China’s bond defaults are about to take a turn for the worse, with US$7.8 billion of debt due in 2020 in the offshore markets
- There’s US$8.6 billion of offshore bonds coming due next year that currently have at least 15 per cent yields – classifying them as stressed, according to data compiled by Bloomberg
- Nearly 40 per cent of total outstanding corporate dollar bonds from China’s most troubled companies will be due next year
A record pace of defaults hit China’s domestic bonds this year. In 2020, it could be the offshore market’s turn.
That’s because of a looming wall of dollar debt, issued by now-stressed borrowers, that comes to maturity. There’s US$8.6 billion of offshore bonds coming due next year that currently have at least 15 per cent yields – classifying them as stressed, according to data compiled by Bloomberg.
Put another way, nearly 40 per cent of total outstanding corporate dollar bonds from China’s most troubled companies is due next year. With Chinese policymakers emphasising the need to continue a campaign to limit leverage, it suggests a pickup in defaults.
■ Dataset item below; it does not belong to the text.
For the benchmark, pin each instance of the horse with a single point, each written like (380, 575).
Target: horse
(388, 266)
For those lured by juicy yields in today’s low-rate universe, that means danger.
“This is a market where you want to go for safer bets rather than be a hero,” said Michel Lowy, chief executive officer at Hong Kong-based SC Lowy, which specialises in fixed income. “We are on the verge of a massive snowball effect,” where defaults spur funds to take money out of high-yield debt, driving up yields and making it all the harder for firms to refinance, he said.
Lowy advises sticking with companies with strong cash flows.
Trouble is, a swathe of the borrowers with debt due next year lacked strong fundamentals, and took advantage of unusually sweet financing conditions back in 2017 – the year of the synchronous global expansion. That’s according to Wonnie Chu, managing director of fixed income at GaoTeng Global Asset Management.
“A lot of them were issued with a low interest rate not comparable to the credit risk,” she said. Chu predicts a full-blown shock will be avoided as enough investors have already begun to anticipate problems.